The Possibilities of Ubiquitous Video Streams

Leor Grebler

- Last Updated: December 2, 2024

Leor Grebler

- Last Updated: December 2, 2024

The idea of video cameras everywhere is used to conjure up thoughts of Police States or 1984. Today however, each of us walks around with at least two cameras at the ready.

One on their phone and likely another such as video surveillance of the interior of their homes or overlooking their doorsteps. Cameras are everywhere and the tech giants have been investing huge sums into making this technology cheap, accessible, and ubiquitous.

In March, Amazon announced it was acquiring Ring, the video doorbell company.
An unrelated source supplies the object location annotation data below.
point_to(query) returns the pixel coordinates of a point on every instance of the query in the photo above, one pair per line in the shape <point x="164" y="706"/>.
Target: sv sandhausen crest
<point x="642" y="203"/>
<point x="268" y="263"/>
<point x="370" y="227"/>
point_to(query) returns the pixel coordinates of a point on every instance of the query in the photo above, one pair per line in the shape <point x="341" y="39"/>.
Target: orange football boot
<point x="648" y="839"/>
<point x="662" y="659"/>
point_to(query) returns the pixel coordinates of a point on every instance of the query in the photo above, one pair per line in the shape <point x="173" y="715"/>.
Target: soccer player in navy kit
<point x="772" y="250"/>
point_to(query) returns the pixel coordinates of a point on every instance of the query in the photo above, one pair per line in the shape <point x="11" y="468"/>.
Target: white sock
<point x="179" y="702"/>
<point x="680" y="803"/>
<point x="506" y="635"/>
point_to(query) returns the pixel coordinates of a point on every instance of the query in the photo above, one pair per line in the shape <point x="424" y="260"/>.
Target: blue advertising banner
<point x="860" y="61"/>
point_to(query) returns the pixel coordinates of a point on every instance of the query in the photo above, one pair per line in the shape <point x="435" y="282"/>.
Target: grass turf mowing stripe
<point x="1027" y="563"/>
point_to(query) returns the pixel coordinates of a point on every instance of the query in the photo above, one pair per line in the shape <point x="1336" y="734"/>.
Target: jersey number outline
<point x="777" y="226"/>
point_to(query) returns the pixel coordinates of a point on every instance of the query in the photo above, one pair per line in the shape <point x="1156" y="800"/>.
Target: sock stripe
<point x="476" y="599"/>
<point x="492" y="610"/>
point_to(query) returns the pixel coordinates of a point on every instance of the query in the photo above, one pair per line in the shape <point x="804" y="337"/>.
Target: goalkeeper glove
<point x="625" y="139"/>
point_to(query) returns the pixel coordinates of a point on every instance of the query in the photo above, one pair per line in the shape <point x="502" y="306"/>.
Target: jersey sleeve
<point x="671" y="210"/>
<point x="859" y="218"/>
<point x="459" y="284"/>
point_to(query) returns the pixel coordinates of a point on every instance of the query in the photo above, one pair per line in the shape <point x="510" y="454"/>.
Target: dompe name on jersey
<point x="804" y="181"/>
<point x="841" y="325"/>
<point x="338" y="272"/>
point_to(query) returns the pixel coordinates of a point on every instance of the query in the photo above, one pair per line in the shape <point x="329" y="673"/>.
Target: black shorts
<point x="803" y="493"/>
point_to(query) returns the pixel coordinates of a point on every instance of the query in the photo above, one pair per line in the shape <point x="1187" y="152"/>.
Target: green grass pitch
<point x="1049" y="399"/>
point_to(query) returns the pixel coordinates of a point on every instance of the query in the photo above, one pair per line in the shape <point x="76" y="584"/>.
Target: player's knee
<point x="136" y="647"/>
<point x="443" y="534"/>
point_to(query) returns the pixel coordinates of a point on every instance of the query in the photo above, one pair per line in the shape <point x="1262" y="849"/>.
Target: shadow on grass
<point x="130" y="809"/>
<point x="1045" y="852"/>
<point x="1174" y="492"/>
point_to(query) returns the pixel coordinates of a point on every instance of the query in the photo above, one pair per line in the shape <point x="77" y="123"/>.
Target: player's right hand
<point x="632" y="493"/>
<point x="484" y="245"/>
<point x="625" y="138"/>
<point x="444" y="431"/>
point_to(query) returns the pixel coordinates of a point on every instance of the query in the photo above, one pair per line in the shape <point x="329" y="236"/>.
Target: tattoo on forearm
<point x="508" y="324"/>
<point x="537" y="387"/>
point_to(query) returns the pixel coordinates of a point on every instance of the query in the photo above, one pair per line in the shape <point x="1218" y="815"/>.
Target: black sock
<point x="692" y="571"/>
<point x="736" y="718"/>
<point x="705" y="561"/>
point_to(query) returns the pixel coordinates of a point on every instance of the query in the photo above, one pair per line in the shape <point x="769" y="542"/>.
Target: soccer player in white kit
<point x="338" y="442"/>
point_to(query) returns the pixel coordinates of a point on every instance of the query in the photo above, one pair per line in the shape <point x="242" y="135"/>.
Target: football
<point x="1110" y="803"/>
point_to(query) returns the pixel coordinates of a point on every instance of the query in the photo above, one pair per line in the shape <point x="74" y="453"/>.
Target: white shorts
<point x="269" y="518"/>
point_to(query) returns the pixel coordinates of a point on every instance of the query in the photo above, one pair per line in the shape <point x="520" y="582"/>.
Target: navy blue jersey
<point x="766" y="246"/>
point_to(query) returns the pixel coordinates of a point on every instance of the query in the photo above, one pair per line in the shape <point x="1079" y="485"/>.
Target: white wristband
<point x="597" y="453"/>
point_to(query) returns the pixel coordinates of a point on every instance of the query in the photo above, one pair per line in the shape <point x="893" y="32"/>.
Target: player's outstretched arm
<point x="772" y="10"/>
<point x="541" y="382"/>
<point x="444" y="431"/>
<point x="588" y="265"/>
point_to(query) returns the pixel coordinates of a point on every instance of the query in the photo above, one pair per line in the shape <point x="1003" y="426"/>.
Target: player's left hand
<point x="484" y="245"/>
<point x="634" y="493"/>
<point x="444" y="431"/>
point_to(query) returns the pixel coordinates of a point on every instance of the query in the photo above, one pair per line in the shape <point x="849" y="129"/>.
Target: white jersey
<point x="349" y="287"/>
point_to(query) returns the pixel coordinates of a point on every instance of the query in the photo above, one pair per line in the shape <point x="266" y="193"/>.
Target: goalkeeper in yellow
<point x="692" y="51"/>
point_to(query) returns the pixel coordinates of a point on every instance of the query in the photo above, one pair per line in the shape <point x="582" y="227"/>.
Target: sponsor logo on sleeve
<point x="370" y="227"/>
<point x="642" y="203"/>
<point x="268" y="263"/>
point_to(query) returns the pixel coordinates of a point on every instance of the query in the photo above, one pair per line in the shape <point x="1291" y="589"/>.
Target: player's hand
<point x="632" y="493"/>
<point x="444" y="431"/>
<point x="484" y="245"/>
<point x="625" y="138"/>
Several years back, Google had acquired Nest, which then acquired Dropcam and brought it into the fold. The two represent billions of dollars invested in developing both the hardware as well as the infrastructure to support large scale video recording and analysis. Over the same period, dozens of alternative products have come to market such as the WeMo NetCam, Netgear Arlo, and Canary. The video camera on other devices such as the Echo Show and the JIBO also have the flexibility of doubling as cameras for the home.

With so much video data being streamed, it begs the question of what's possible when you combine multiple streams together along with some of the latest technologies around AI? What can consumers expect of these devices over the next 2-3 years and what are the considerations, especially around privacy, that we'll need to resolve?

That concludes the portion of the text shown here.